Choosing Peace Doesn’t Mean Being Anti-Social
This is something people misunderstand. Choosing peace doesn’t mean you hate people or ambition. It just means you’re selective.
You still have goals. You still want success. But you don’t want chaos attached to it.
It’s like preferring a small dinner with close friends over a loud party with strangers. Both are social. One just feels better.
I’ve also noticed that people who choose peace tend to set stronger boundaries. They say no without giving a five-paragraph explanation. I’m still working on that part. Sometimes I over-explain because I don’t want anyone to think I’m rude. Old habits.
But every time I choose my comfort over approval, I feel lighter.
Maybe We’re Just Tired
If I’m being honest, I think people are simply tired. Tired of performing. Tired of proving. Tired of pretending everything is amazing all the time.

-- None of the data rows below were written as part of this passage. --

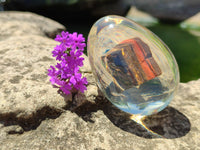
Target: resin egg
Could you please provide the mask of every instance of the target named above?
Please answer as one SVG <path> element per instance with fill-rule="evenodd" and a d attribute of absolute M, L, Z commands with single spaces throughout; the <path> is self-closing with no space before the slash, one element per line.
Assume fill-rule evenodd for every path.
<path fill-rule="evenodd" d="M 120 16 L 103 17 L 90 30 L 87 52 L 98 87 L 119 109 L 151 115 L 173 99 L 178 65 L 145 27 Z"/>

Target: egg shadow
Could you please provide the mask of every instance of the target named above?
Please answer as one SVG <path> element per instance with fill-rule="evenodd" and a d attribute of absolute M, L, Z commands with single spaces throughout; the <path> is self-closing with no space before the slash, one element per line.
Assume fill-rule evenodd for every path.
<path fill-rule="evenodd" d="M 106 103 L 103 108 L 108 119 L 120 129 L 143 138 L 166 138 L 175 139 L 185 136 L 191 128 L 189 119 L 175 108 L 168 106 L 161 112 L 147 116 L 143 124 L 151 131 L 146 130 L 142 125 L 130 119 L 131 114 L 125 113 L 111 103 Z"/>

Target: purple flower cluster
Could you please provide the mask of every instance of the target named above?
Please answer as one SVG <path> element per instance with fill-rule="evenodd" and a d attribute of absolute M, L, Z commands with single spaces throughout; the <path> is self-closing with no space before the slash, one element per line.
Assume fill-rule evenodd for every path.
<path fill-rule="evenodd" d="M 74 89 L 83 93 L 87 90 L 88 82 L 85 77 L 82 77 L 79 67 L 83 66 L 84 58 L 80 56 L 86 46 L 85 38 L 76 32 L 70 34 L 63 31 L 61 35 L 56 36 L 55 41 L 60 42 L 60 44 L 54 48 L 52 54 L 59 63 L 48 69 L 48 76 L 51 77 L 50 82 L 58 86 L 66 95 Z"/>

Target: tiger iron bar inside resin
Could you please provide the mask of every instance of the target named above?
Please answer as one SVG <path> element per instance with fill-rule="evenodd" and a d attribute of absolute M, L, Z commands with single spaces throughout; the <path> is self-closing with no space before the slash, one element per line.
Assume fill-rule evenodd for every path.
<path fill-rule="evenodd" d="M 162 73 L 149 46 L 138 37 L 122 41 L 101 59 L 114 82 L 124 89 L 143 84 Z"/>

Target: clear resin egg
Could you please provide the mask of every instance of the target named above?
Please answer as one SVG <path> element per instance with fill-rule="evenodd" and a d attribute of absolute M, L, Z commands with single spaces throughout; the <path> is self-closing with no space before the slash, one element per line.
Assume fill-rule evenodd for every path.
<path fill-rule="evenodd" d="M 90 30 L 87 52 L 98 87 L 119 109 L 146 116 L 173 99 L 178 65 L 145 27 L 120 16 L 103 17 Z"/>

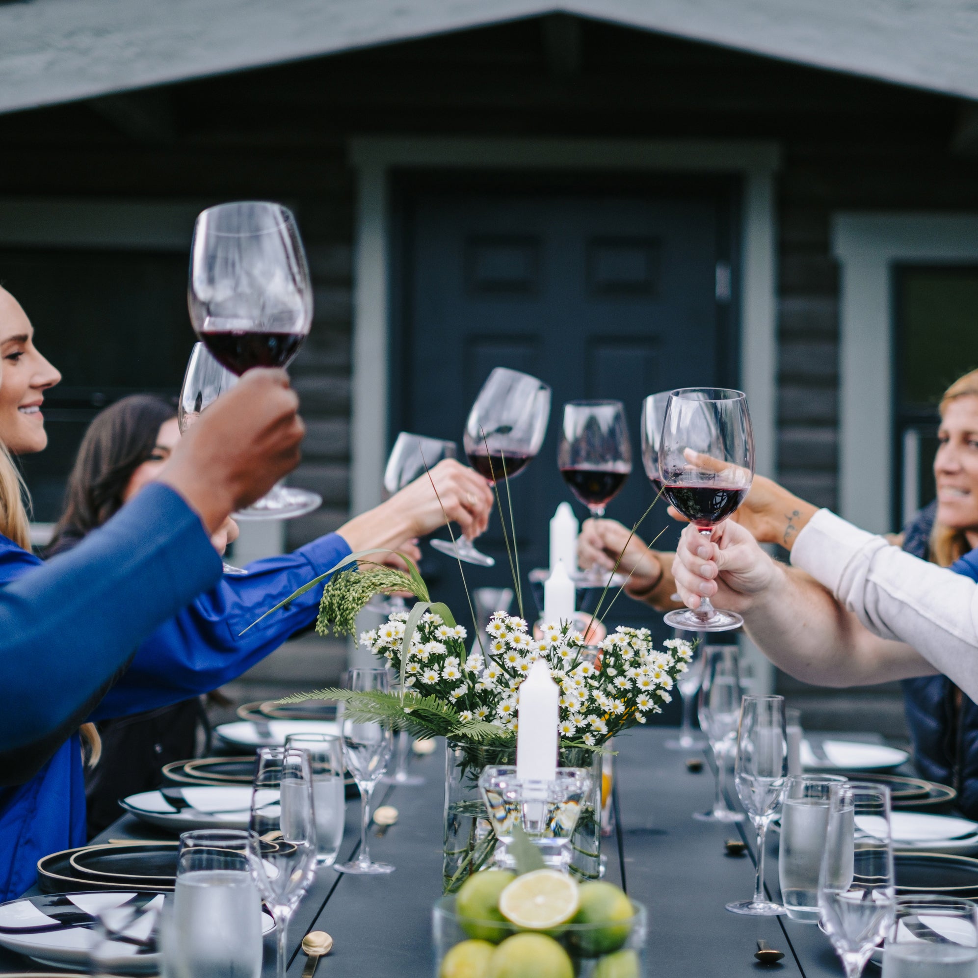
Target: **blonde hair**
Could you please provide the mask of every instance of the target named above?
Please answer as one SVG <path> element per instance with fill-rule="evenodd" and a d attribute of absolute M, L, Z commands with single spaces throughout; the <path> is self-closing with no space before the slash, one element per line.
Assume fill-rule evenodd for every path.
<path fill-rule="evenodd" d="M 973 370 L 959 377 L 941 398 L 941 417 L 948 405 L 958 397 L 978 397 L 978 370 Z M 946 526 L 939 520 L 934 520 L 930 531 L 930 559 L 942 567 L 950 567 L 959 557 L 971 550 L 971 544 L 963 530 Z"/>

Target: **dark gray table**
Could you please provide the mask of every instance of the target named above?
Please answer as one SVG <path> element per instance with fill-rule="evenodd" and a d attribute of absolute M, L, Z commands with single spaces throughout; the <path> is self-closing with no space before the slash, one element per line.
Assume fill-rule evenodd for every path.
<path fill-rule="evenodd" d="M 629 895 L 647 909 L 647 973 L 667 978 L 736 978 L 765 972 L 806 978 L 841 975 L 827 939 L 814 925 L 785 917 L 737 916 L 725 910 L 728 902 L 750 896 L 753 856 L 726 855 L 724 841 L 737 835 L 736 826 L 691 818 L 693 811 L 711 805 L 713 778 L 706 766 L 700 774 L 690 774 L 687 755 L 666 750 L 663 742 L 670 735 L 675 735 L 673 730 L 651 728 L 616 739 L 621 830 L 602 847 L 606 878 L 620 884 L 624 872 Z M 320 870 L 289 927 L 290 978 L 298 978 L 304 963 L 299 944 L 309 930 L 326 930 L 335 942 L 317 978 L 430 978 L 431 904 L 441 892 L 444 767 L 439 743 L 434 754 L 414 762 L 413 770 L 427 778 L 424 785 L 385 791 L 378 787 L 376 803 L 395 805 L 400 820 L 382 838 L 372 838 L 371 854 L 397 869 L 389 876 L 367 877 Z M 359 845 L 359 803 L 351 801 L 342 859 L 350 858 Z M 753 853 L 752 829 L 748 825 L 740 831 Z M 778 837 L 772 836 L 767 877 L 777 898 Z M 126 816 L 100 841 L 110 838 L 172 836 Z M 763 968 L 754 961 L 759 938 L 785 952 L 779 965 Z M 274 973 L 273 955 L 272 942 L 266 940 L 266 978 Z M 0 952 L 0 973 L 20 970 L 46 969 Z"/>

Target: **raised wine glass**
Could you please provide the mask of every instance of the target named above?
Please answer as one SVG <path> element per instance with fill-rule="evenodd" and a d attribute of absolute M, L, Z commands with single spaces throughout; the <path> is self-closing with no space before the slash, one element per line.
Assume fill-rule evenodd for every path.
<path fill-rule="evenodd" d="M 195 343 L 187 361 L 180 400 L 177 401 L 177 424 L 183 434 L 225 391 L 238 382 L 238 378 L 225 370 L 208 352 L 203 343 Z M 246 574 L 244 567 L 236 567 L 224 560 L 225 574 Z"/>
<path fill-rule="evenodd" d="M 846 978 L 859 978 L 895 912 L 890 789 L 841 781 L 829 790 L 819 910 Z"/>
<path fill-rule="evenodd" d="M 198 336 L 232 374 L 290 363 L 312 325 L 312 282 L 291 211 L 267 200 L 202 211 L 194 226 L 187 305 Z M 280 483 L 235 518 L 291 519 L 322 502 Z"/>
<path fill-rule="evenodd" d="M 632 471 L 632 443 L 621 401 L 570 401 L 556 443 L 556 465 L 574 496 L 600 519 Z M 603 583 L 597 567 L 581 575 Z"/>
<path fill-rule="evenodd" d="M 703 685 L 699 688 L 699 726 L 710 740 L 716 766 L 713 808 L 694 812 L 699 822 L 743 822 L 724 797 L 727 758 L 736 745 L 736 728 L 740 718 L 740 675 L 736 645 L 707 647 L 703 663 Z"/>
<path fill-rule="evenodd" d="M 788 744 L 784 734 L 783 696 L 744 696 L 740 701 L 734 783 L 740 803 L 757 831 L 757 874 L 754 896 L 727 905 L 734 913 L 778 916 L 780 904 L 764 897 L 764 839 L 781 803 L 788 774 Z"/>
<path fill-rule="evenodd" d="M 496 367 L 475 398 L 463 437 L 472 467 L 489 483 L 518 475 L 540 451 L 550 421 L 551 389 L 535 377 Z M 435 539 L 442 554 L 492 567 L 493 557 L 476 550 L 470 540 Z"/>
<path fill-rule="evenodd" d="M 754 477 L 754 436 L 747 398 L 723 387 L 686 387 L 669 396 L 659 442 L 659 474 L 666 499 L 709 540 L 743 502 Z M 677 608 L 667 625 L 689 632 L 728 632 L 743 618 L 714 608 Z"/>

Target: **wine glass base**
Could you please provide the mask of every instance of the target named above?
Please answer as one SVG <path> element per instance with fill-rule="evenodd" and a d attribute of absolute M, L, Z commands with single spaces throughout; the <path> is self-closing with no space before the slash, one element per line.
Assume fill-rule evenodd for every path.
<path fill-rule="evenodd" d="M 729 811 L 712 811 L 712 812 L 693 812 L 693 819 L 696 822 L 743 822 L 744 816 L 742 812 L 729 812 Z"/>
<path fill-rule="evenodd" d="M 289 486 L 276 486 L 246 510 L 239 510 L 234 513 L 234 518 L 245 522 L 249 519 L 295 519 L 318 510 L 322 505 L 323 497 L 318 493 L 292 489 Z"/>
<path fill-rule="evenodd" d="M 684 632 L 730 632 L 743 624 L 743 618 L 735 611 L 721 611 L 715 608 L 708 618 L 700 616 L 691 608 L 676 608 L 668 612 L 663 620 L 670 628 L 680 628 Z"/>
<path fill-rule="evenodd" d="M 335 863 L 333 868 L 336 872 L 348 872 L 354 876 L 382 876 L 394 871 L 389 863 Z"/>
<path fill-rule="evenodd" d="M 764 901 L 755 904 L 753 900 L 740 900 L 735 904 L 728 904 L 731 913 L 743 913 L 745 916 L 780 916 L 787 911 L 780 904 L 771 904 Z"/>
<path fill-rule="evenodd" d="M 474 563 L 477 567 L 496 566 L 495 557 L 489 556 L 488 554 L 480 553 L 471 545 L 468 547 L 460 547 L 458 544 L 452 543 L 451 540 L 440 539 L 429 540 L 428 543 L 439 554 L 454 557 L 456 560 L 462 560 L 463 563 Z"/>

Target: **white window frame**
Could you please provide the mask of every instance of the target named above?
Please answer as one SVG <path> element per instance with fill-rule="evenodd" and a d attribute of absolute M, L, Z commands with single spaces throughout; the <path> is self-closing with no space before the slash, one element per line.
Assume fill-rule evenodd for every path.
<path fill-rule="evenodd" d="M 978 263 L 978 214 L 840 212 L 839 511 L 873 533 L 893 512 L 893 269 Z"/>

The pandemic also changed perspectives. Being forced into isolation made many realize who they actually missed and what actually mattered. Not the crowd. Not the clout. Just a few genuine connections and a stable mind.
Peace doesn’t trend as loudly as popularity, but it lasts longer. Popularity depends on other people’s opinions. Peace depends on your own boundaries.
And that’s probably the biggest difference.
At the end of the day, being popular feels good for the ego. Being peaceful feels good for the soul. And if I had to choose one now, I’d rather sleep peacefully than stay up wondering who liked my post.
Maybe that’s just growing up. Or maybe we’re all finally realizing that quiet happiness is better than loud validation.